Supplements can be expensive, especially when you see how many ailments can be cured with them and the benefits you may receive from them. Supplements are also sensitive things, with many factors affecting the absorption & efficiency of them. For these reasons, this guide is here to help you get the most out of your supplements so you can get the best bang for your buck while maximizing your benefits so you can conquer the world.
1. Know When To Take Them
Timing can play a huge role in the efficiency of your supplements. Your body works very differently throughout the day from natural processes such as eating and sunlight. Some supplements such as Zinc, are absorbed better in the morning before any food. Stimulants or performance supplements should be taken some time before your actual activity, as it takes time to digest and reach the intestine where it is actually absorbed.
2. Know What To Take Them With or Without & Mix As Little As Possible
Although some supplements have been researched extensively on their benefits and side effects, one thing still largely unknown is the interaction between them. Just like medication, try to mix them as little as possible. It isn’t so much as danger as it is efficiency. Calcium & magnesium compete for absorption for example, meaning you’ll absorb less of them if you take them together. Mixing some might cause stomach distress, bloating, headaches, or not be absorbed well at all. If you do actually take medication, namely heart & blood medications, check the label and ask your doctor. Do your research, check your medication, and stay safe & efficient.
3. Keep Your Schedule Consistent
Most supplements are passive and work by building them up in your body as opposed to a one-time-pop. Vitamins, minerals, and adaptogens all work like this. Due to this, it is important to take them at the same time each day, every day. Every 24 hours your body uses and excretes things like minerals & B-Vitamins, making it difficult to increase their levels inside your body if you take them every 36 hours and skip some days all together. These supplements also take time to see benefits, making it important to stay consistent the whole way. Just like you need to eat a lot every day to build muscle, you need to take your vitamins every day to improve your health & see benefits.
4. Avoid Stomach Irritants
Some foods & substances can wreck havoc on your, despite even being beneficial in some cases. Caffeine especially has been shown to decrease the absorption of many nutrients. Vinegars, Barbecue Sauces, Acids, Mustard, and Spices decrease your appetite & irritate your stomach. While some of these substances are beneficial, even for digestion, they may interfere with the absorption of nutrients. Alcohol is also a potent stomach irritant and kills the important bacteria in your gut, making it something you should avoid in addition to it’s other negatives. Take your supplements before your morning coffee, burger, or Chinese Food.

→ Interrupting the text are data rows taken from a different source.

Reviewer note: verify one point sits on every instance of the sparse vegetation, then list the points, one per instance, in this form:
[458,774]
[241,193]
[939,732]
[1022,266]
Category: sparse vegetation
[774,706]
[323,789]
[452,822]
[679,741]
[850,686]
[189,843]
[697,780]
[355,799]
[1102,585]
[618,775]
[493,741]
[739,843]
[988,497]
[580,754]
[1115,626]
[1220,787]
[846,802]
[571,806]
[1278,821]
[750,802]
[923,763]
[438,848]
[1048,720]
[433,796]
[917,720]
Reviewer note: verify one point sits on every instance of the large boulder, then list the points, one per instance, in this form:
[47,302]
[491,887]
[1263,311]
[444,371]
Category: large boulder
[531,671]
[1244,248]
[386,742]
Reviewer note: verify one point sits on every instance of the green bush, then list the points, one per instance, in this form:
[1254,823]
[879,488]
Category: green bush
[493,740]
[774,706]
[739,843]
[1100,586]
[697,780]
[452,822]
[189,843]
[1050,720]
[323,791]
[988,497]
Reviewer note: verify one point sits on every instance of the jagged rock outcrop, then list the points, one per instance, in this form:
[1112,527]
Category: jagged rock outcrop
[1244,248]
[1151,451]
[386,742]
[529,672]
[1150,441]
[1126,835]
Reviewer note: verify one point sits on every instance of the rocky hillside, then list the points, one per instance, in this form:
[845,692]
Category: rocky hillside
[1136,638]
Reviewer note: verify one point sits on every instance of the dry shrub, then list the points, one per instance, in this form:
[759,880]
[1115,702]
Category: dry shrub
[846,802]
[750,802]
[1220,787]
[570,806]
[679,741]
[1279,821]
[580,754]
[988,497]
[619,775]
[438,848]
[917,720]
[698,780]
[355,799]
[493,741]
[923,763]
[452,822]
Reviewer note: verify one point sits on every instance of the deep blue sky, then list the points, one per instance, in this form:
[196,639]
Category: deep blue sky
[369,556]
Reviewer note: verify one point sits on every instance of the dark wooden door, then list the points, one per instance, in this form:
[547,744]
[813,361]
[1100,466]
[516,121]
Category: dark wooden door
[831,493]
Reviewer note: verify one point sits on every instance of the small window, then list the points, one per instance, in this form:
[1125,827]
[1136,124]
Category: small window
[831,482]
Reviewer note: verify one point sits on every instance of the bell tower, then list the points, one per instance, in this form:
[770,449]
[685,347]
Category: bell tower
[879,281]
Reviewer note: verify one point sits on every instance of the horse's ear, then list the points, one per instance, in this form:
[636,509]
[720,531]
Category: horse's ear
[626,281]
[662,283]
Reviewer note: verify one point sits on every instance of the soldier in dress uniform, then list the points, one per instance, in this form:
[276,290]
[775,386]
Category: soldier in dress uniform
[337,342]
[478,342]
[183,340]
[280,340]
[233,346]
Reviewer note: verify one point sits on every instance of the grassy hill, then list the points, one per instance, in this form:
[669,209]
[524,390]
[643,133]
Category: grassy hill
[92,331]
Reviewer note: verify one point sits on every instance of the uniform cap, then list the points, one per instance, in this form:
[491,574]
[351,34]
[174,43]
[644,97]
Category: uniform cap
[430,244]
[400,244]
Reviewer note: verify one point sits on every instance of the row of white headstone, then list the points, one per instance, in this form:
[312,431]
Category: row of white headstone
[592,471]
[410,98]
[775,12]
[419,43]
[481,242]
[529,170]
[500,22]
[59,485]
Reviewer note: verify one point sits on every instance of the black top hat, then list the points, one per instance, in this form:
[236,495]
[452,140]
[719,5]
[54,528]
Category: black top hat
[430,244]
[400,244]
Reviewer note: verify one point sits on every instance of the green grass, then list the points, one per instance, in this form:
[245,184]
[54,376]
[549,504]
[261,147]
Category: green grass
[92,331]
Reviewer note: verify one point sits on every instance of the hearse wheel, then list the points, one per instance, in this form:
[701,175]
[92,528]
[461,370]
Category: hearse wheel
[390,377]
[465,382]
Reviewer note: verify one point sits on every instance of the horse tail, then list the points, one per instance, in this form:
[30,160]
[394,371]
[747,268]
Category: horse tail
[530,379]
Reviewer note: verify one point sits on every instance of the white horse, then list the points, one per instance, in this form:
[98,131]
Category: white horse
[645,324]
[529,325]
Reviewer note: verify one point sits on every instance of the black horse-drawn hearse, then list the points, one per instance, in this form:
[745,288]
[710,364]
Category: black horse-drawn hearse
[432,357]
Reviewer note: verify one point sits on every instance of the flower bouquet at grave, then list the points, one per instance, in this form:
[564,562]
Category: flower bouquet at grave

5. Don’t Take Them Cold or Hot Food & Drink
Temperature plays a big role in digestion and can interact with supplements. Our bodies naturally warm up when we eat to help digest food better. Cold water or foods cool our temperature, which isn’t optimal for digestion. Keep your gut warm and your supplements will absorb much better. On the opposite spectrum, hot food or drinks is not good because it can destroy nutrients. B-Vitamins & Probiotics are destroyed by heat, meaning you shouldn’t take either coffee, tea, or soup. Let your food cool and you’ll have much more efficient supplementation.
6. Quality Over Quantity
What you do in the store is just as important as what you do in your home. Quality obviously plays a huge role in the efficiency of your supplements, but it doesn’t have to cost twice as much either. Many quality supplement brands such as NOW Foods or CanadianProtein offer great quality and cost roughly the same or less than their generic grocery store competitors. Buying from iherb.com also allows you to buy quality supplements for a great price. Avoiding proprietary blends, right out poor quality products, and good forms/extracts of supplements will do wonders for getting results from them.
7. Store Them Properly
Storage habits play a huge role in the quality & lifespan of your supplements. Light, temperature, and moisture will make or break them, no matter the quality. It’s always best to reduce the amount of light they receive and keep them as cool as possible. Black or stained containers, or jars wrapped in tinfoil should be the only things you use. Supplements kept in a drawer or a container lined with foil are alright too. Any sort of liquid, probiotics, and B-Vitamins should be kept in the fridge to avoid deteriorating. Fish Oil or any healthy oil for that matter goes especially rancid when exposed or light & heat, making them do more harm than good when ingested.
8. Fix Your Gut
The absorption of nutrients happens in the gut, a sensitive organ and biome of bacteria. Pretty much everything you do affects it from stress to eating sugar and sleep habits. For most people, grains & dairy can be especially detrimental to it’s health & balance of good bacteria. Sugar should also be avoided as it feeds bad bacteria. Different types of fiber are great for the gut as it makes sure food leaves the body as well as feeding the good bacteria in your gut. Alcohol & antibiotics kill gut bacteria, so these should be avoided as much as possible and you should take extra probiotics after. In general, anything that makes you healthier will make your gut healthier too.
Keep all these tips in mind and you’re sure to see and feel much better from whatever you’re taking. Keep up the grind comrades.